While the St. Louis Blues try to keep the pressure on in the race for Western Conference supremacy, the Minnesota Wild would like to extend their new wild-card lead.

Jori Lehtera played a major role in evening this season series last month. Now he's hoping to return as the Blues look to come away with the decisive fifth meeting.

Vladimir Tarasenko attempts to torment the hosts again Sunday night when St. Louis chases its third straight win and tries to deny Minnesota its longest run in almost a year.

The Blues have had four days off since a 4-3 shootout win at Ottawa moved them into a three-way tie atop the Central Division. With Chicago and Dallas now leading the West by two points, St. Louis will try to keep pace with its seventh win in eight road games.

The Blues (37-20-9), however, have dropped four of their last five trips to Minnesota, including last year's first-round playoff series that the Wild won in six games. They evened this season series Feb. 6 when Lehtera, Paul Stastny and Troy Brouwer each had a goal and an assist in a 4-1 home win.
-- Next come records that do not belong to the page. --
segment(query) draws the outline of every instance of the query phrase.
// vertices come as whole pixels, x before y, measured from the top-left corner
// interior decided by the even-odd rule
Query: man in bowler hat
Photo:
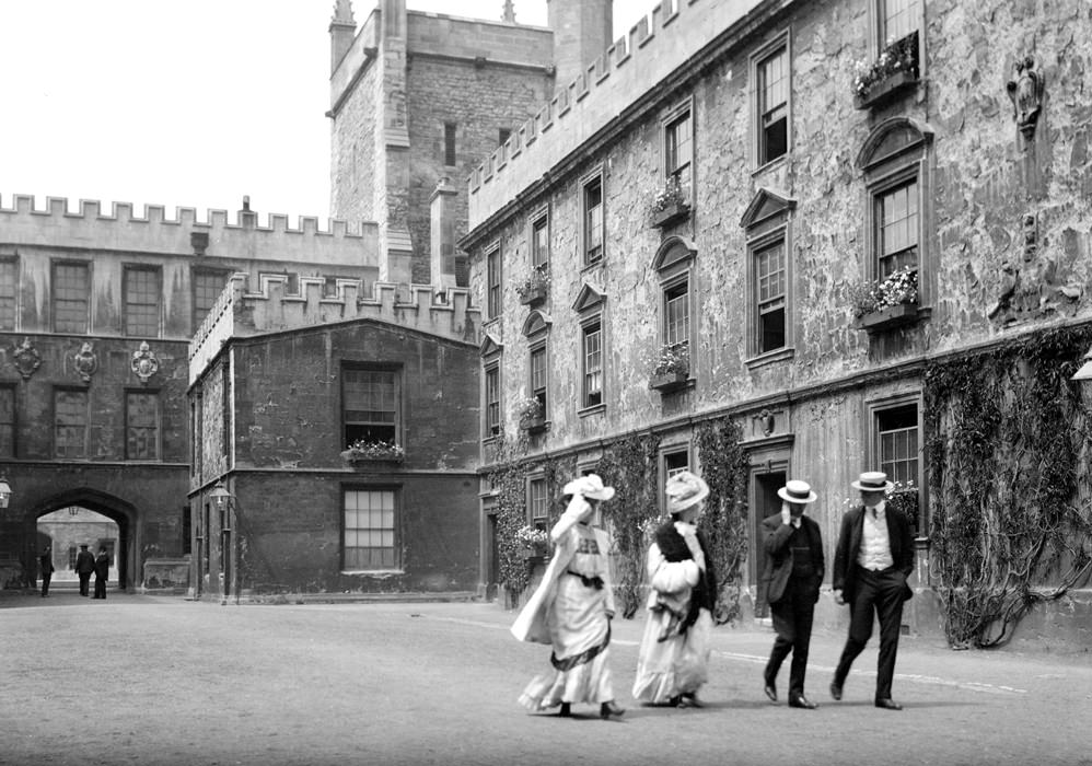
[[[849,638],[830,683],[830,696],[841,699],[849,668],[872,636],[873,613],[880,618],[880,660],[875,706],[902,710],[891,698],[895,675],[903,602],[914,595],[906,578],[914,571],[914,537],[906,514],[887,508],[884,494],[894,485],[887,474],[870,471],[853,481],[861,502],[841,519],[834,556],[834,600],[849,604]]]
[[[792,652],[789,707],[814,710],[818,706],[804,696],[804,672],[825,565],[818,524],[804,510],[816,496],[806,481],[787,481],[777,494],[783,501],[781,512],[763,520],[766,567],[762,585],[777,631],[763,673],[765,692],[770,701],[777,701],[777,672]]]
Stastny has three assists and four points in his three games against the Wild.

With some time off between games, Lehtera said he was "pretty sure" he'd be ready to return following a three-game absence after taking a redirected puck to the face on Feb. 25 against the New York Rangers.

"I feel pretty good," he told the team's official website. "I'm ready to play again."

Tarasenko, who scored his team-high 30th goal against the Senators, should feel good about facing the Wild (31-25-10). The right wing has scored in each of his last four regular-season meetings and has 11 goals in his past 12 versus Minnesota, including playoffs.

St. Louis has totaled eight goals in its back-to-back wins after scoring just four times during a three-game losing streak. The club hopes to keep it going against projected starter Devan Dubnyk, who stopped 30 shots in a 3-2 shootout win at Buffalo on Saturday.

Dubnyk is 4-1-1 with a 1.98 goals-against average in his last six starts against the Blues dating to last year's playoff series. Minnesota's defense continues to carry an offense that has averaged 2.6 goals in its last seven.

David Jones, however, scored his first goal since he was acquired from Calgary at the trade deadline as Minnesota won its fourth straight Saturday.

The Wild, who have made the playoffs three straight years, moved into sole possession of the West's final wild-card spot with the victory and Colorado's loss. They can build a four-point cushion with their first five-game run since March 21-28.

''Every single point is important and we've got to keep getting better and keep building our game,'' said Mikko Koivu, who has found the net in each of the past two games.

Charlie Coyle has three goals in his last two home games and scored twice in the other home meeting with St. Louis. Erik Haula has two goals in the past three matchups overall.

Jake Allen will try to contain Minnesota after allowing five goals on 77 shots in the back-to-back wins. Including playoffs, he owns a 2.19 GAA in 10 career starts.